Washington legislators depend on the state’s executive agencies to prepare hundreds of fiscal notes estimating the cost of proposed legislation. They may decide to bring the work in-house.

That is not a small thing, and the bulk of the bill’s language suggests why: The lawmakers want numbers that take into account the possible fiscal benefits of program changes that might look less promising if measured as they are now.

So-called dynamic fiscal impact statements, for example, might suggest redirecting youth offenders into skills programs that not only eliminate the cost of their incarceration, they produce workers who avoid further trouble and pay taxes themselves.

That’s a great story – if it plays out that way. Another example: Whether infrastructure investments will result in greater economic activity, which helps repay their cost.

Critics say dynamic estimates can include so many variables they yield less information, not more. In the case of the federal budget, one study comparing two proposed balanced budgets using dynamic and “static” scoring yielded results hundreds of billions of dollars apart.

But for legislators exploring every cost-saving measure, new math could be a lifesaver. The opportunity was too much for Republicans in Washington, D.C., who under new Speaker Paul Ryan ordered the respected Congressional Budget Office to use dynamic estimates in its 10-year budget outlook.

It didn’t help much, for fiscal 2016 anyway: The federal government will be $544 billion in the red.

In Olympia, they are at least taking a go-slow approach under HB2830 and SB5915, the latter of which passed unanimously last year. The House version stalled.

The bills would require dynamic estimates that account for behavioral changes if they move the budget needle up or down $10 million. The estimates would be a must for spending associated with corrections, child welfare and mental health.

Any revenue proposal would have to be submitted 60 days before a legislative session begins by a member of either the House or Senate ways and means committees.

The bills also call for formation of a work group to study whether a nonpartisan agency should be created to prepare fiscal notes for the Legislature, and if the Washington State Institute for Public Policy might become that agency.

The institute already prepares studies for the Legislature on topics such as the outcomes of marijuana legislation.

It makes sense to take out of executive agency hands sole responsibility for self-evaluating the impact new legislation might have internally. The estimates might not take the external effects into account at all.

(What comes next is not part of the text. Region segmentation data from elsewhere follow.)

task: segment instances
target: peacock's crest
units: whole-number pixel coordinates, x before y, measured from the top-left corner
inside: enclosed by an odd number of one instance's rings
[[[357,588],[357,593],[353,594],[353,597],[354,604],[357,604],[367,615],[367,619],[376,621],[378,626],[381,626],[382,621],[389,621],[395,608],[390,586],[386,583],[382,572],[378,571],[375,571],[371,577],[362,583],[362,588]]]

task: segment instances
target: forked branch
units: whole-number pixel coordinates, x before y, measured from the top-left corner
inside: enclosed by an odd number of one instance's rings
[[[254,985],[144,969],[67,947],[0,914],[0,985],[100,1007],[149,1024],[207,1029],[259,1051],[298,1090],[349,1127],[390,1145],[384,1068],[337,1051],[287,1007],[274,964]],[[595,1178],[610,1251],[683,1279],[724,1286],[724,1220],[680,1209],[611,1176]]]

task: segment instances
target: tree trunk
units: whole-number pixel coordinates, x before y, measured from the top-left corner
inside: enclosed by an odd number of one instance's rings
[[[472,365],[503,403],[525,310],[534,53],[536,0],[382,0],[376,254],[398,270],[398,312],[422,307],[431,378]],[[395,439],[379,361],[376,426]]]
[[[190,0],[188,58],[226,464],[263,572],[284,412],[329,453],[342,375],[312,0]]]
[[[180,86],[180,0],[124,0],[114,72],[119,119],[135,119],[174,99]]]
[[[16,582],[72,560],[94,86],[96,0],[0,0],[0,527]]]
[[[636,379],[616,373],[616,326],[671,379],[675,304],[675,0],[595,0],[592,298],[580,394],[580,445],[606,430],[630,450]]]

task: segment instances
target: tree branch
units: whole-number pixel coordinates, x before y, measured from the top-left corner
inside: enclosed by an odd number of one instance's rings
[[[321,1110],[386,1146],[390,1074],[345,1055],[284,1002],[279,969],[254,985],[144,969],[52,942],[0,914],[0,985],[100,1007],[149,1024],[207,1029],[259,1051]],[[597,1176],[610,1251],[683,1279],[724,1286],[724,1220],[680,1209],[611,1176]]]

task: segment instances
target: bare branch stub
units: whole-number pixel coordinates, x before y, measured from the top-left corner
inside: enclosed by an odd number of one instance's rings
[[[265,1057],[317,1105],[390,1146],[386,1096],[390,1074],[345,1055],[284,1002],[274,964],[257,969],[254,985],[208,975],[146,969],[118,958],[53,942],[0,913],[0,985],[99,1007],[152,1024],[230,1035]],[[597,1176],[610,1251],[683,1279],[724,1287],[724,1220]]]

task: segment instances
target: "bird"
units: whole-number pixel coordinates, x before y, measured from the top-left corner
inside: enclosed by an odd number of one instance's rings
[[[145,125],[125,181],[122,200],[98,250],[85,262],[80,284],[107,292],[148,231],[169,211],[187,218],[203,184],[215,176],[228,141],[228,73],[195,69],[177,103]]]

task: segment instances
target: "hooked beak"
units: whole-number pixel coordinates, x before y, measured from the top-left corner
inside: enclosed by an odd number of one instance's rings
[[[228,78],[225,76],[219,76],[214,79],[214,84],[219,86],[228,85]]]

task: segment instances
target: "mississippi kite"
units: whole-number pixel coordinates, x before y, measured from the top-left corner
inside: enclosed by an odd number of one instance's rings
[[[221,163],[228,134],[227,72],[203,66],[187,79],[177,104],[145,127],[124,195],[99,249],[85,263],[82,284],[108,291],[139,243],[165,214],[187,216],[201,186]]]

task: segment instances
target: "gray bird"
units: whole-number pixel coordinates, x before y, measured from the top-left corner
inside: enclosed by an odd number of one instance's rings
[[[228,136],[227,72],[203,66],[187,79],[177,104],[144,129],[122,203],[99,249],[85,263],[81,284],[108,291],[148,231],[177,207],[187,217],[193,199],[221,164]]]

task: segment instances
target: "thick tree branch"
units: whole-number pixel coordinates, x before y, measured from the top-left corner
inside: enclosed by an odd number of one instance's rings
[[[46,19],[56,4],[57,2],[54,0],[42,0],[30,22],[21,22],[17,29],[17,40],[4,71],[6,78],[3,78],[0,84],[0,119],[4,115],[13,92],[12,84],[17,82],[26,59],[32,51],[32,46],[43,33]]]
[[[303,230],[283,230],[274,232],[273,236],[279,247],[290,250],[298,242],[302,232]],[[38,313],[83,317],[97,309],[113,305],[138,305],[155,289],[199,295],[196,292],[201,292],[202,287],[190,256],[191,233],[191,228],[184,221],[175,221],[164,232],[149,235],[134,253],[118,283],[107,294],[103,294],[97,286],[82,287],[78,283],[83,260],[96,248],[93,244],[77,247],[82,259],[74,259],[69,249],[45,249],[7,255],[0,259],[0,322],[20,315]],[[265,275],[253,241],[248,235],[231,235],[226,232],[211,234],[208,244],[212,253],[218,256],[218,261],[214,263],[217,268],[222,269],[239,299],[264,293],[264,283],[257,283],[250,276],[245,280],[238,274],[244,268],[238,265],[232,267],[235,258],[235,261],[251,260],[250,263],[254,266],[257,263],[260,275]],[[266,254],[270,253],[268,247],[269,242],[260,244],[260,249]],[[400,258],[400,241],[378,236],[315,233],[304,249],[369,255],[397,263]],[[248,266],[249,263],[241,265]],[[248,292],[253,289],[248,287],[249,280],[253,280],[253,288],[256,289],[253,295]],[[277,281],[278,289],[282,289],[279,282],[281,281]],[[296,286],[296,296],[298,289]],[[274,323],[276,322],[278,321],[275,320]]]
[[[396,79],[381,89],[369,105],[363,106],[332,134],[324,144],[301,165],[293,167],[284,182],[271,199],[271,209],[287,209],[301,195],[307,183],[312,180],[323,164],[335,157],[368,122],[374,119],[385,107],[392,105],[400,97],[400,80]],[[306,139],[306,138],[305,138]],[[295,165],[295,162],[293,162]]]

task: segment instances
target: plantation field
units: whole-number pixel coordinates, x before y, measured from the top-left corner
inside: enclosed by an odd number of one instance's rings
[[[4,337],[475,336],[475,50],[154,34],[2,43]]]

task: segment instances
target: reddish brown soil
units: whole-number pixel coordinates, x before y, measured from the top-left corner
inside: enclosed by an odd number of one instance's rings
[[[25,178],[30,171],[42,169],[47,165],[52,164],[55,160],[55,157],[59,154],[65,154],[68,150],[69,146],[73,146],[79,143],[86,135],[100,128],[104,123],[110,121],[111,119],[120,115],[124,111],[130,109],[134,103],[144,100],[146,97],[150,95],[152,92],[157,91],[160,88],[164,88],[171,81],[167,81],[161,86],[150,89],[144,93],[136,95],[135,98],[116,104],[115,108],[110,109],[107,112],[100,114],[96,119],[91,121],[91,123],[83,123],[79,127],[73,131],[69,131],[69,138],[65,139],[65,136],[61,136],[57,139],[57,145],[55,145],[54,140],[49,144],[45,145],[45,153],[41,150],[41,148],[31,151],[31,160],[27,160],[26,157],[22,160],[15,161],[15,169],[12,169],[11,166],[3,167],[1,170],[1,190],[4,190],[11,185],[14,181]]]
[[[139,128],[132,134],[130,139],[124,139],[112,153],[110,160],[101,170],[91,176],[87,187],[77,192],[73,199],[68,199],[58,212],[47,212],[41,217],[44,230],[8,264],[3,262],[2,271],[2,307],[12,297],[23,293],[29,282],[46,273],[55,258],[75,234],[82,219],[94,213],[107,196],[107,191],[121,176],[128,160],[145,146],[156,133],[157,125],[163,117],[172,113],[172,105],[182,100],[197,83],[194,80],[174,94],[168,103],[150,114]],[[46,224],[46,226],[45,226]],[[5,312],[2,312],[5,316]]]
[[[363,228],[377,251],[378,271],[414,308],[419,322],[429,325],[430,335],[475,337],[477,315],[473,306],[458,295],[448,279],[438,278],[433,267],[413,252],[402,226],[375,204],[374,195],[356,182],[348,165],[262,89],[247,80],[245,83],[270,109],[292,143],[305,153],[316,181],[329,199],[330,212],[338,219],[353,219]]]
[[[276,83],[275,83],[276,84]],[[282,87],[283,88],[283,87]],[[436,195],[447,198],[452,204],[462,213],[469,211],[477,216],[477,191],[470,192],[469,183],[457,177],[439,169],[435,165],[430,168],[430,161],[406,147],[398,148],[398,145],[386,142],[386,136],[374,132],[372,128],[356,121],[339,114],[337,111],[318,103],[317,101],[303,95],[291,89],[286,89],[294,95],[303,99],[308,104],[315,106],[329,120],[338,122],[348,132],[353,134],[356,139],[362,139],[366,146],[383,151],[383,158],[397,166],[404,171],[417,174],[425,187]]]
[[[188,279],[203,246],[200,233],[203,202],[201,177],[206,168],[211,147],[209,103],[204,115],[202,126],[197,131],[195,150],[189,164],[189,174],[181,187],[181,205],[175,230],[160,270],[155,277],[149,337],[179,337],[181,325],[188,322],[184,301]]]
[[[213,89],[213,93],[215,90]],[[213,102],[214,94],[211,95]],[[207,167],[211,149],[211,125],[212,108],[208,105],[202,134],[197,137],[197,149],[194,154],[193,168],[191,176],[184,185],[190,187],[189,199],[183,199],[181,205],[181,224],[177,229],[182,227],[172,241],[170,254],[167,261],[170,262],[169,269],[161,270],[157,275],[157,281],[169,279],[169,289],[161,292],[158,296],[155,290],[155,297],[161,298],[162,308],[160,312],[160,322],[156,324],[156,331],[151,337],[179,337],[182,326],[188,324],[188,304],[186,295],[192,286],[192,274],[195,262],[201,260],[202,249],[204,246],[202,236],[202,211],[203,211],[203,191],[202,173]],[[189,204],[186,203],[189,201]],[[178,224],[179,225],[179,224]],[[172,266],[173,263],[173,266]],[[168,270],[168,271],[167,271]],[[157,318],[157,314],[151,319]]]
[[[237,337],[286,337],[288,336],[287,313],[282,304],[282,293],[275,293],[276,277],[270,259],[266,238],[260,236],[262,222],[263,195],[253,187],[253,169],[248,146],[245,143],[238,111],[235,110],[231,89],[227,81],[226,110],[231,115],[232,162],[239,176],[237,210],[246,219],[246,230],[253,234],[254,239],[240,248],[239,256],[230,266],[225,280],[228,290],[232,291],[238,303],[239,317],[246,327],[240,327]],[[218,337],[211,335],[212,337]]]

But lawmakers should beware they do not replace possible agency bias with their own when legislation is a priority of one party or the other. In Washington, D.C., dynamic scoring could jeopardize the reputation for even-handedness established by the Congressional Budget Office since it was created in 1974.

If the Legislature adopts that model, the state Office of Financial Management should continue working with executive agencies on old-school budgeting.